Moreover, by looking at the relation between the distribution of the population on Earth and the occurrence of different types of hazards, nighttime lights measurements can be used to evaluate how humans adapt and respond to hazards and utilized as an instrument to guide resilience planning. For example, the City Resilience Program utilizes nighttime light data in its City Scan product to highlight where hotspots of economic activity may be developing in flood- prone areas.

The City Resilience Program (CRP) incorporates nighttime light data in the Resilience City Scans to guide resilience planning and investments in infrastructure. The map on the right illustrates the intensity of change in the emission of nighttime lights (2013-2019) as picked up from VIIRS imagery – as an indicator for changes in economic activity. The values represent the slope of a regression line (i.e., intensity of light against time). Blue areas represent a positive slope – an increase in the intensity of nighttime light emission. Yellow areas represent a negative slope – a decrease in the intensity of nighttime light emission. The map on the left illustrates the total area detected as flooded in numerous flood events since 2015.

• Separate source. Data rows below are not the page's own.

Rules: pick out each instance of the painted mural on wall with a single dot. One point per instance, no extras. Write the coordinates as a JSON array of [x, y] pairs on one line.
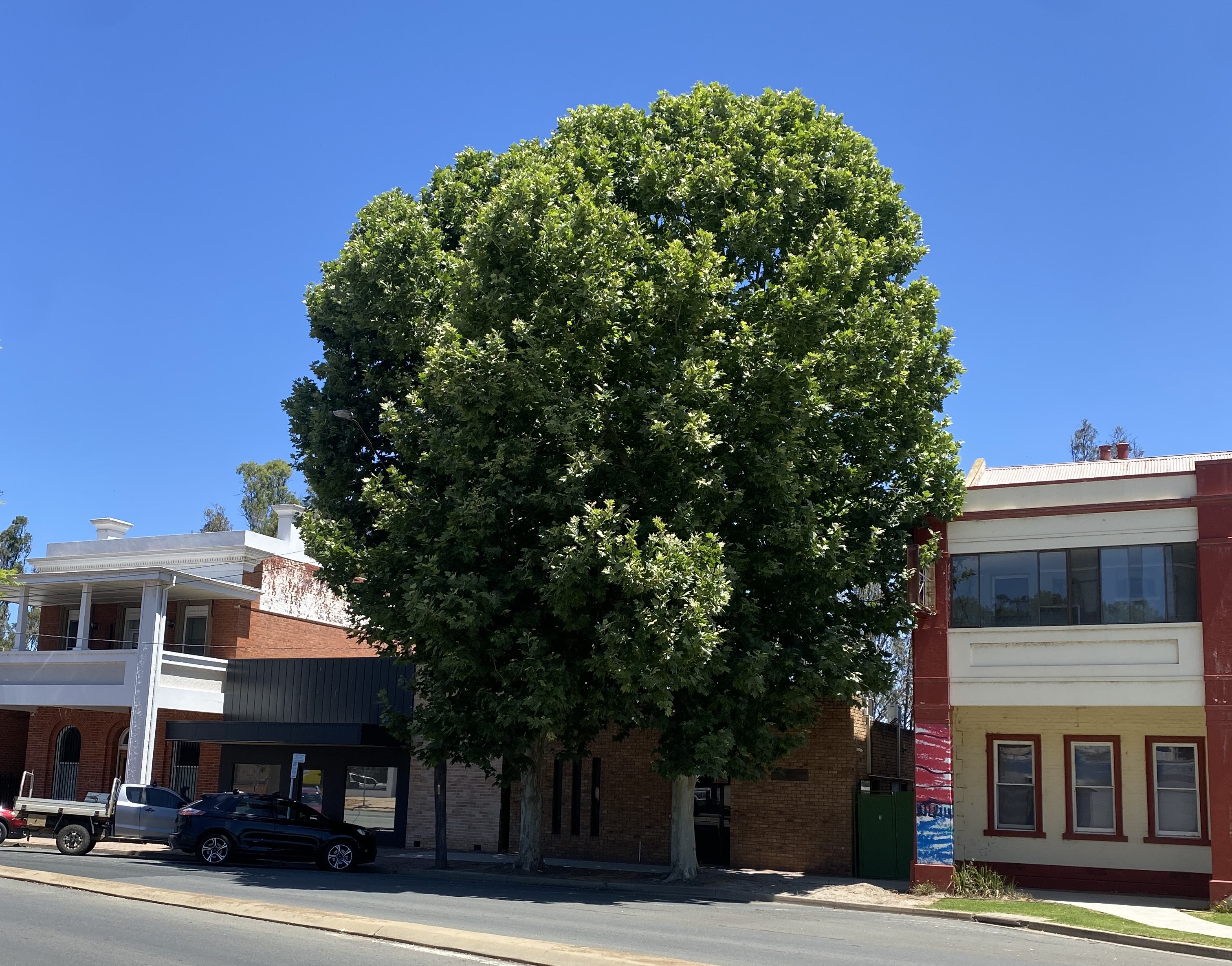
[[934, 795]]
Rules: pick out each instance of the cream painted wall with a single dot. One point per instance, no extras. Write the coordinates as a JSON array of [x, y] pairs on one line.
[[971, 725], [1096, 664], [1089, 492], [1176, 525]]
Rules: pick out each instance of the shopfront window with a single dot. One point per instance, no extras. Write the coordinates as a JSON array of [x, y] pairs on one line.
[[1094, 790], [1016, 787], [1176, 789], [1083, 586], [257, 779], [371, 796]]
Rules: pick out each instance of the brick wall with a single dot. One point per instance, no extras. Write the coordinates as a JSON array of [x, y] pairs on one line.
[[14, 734], [100, 746], [805, 826], [472, 803], [211, 754], [100, 740]]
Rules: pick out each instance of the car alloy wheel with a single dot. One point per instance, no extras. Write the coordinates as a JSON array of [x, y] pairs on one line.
[[339, 857], [215, 851]]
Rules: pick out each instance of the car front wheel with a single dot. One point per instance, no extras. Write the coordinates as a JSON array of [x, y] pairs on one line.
[[338, 857], [74, 840], [215, 849]]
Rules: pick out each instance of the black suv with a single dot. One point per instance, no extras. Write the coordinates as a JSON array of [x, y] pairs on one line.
[[231, 826]]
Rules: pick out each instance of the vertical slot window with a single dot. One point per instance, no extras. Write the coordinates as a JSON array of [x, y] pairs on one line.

A Special Issue of Remote Sensing Journal

In light of these advances in nighttime light remote sensing, Remote Sensing journal will host a Special Issue edited by the authors of this post, dedicated to the various applications of remote sensing in a wide range of domains. This issue will stimulate progress in the remote sensing research domain related to the utilization of nighttime lights in a wide range of scientific domains, including economics, social sciences, disaster management, environmental sciences, ecology, urban studies, and more. The issue will bring together original and novel studies demonstrating the applications of remotely sensed nighttime lights in a wide range of multidisciplinary and interdisciplinary domains. Review contributions are also welcomed.

Nighttime lights provide a good proxy for the distribution of built-up land cover and urban areas on Earth.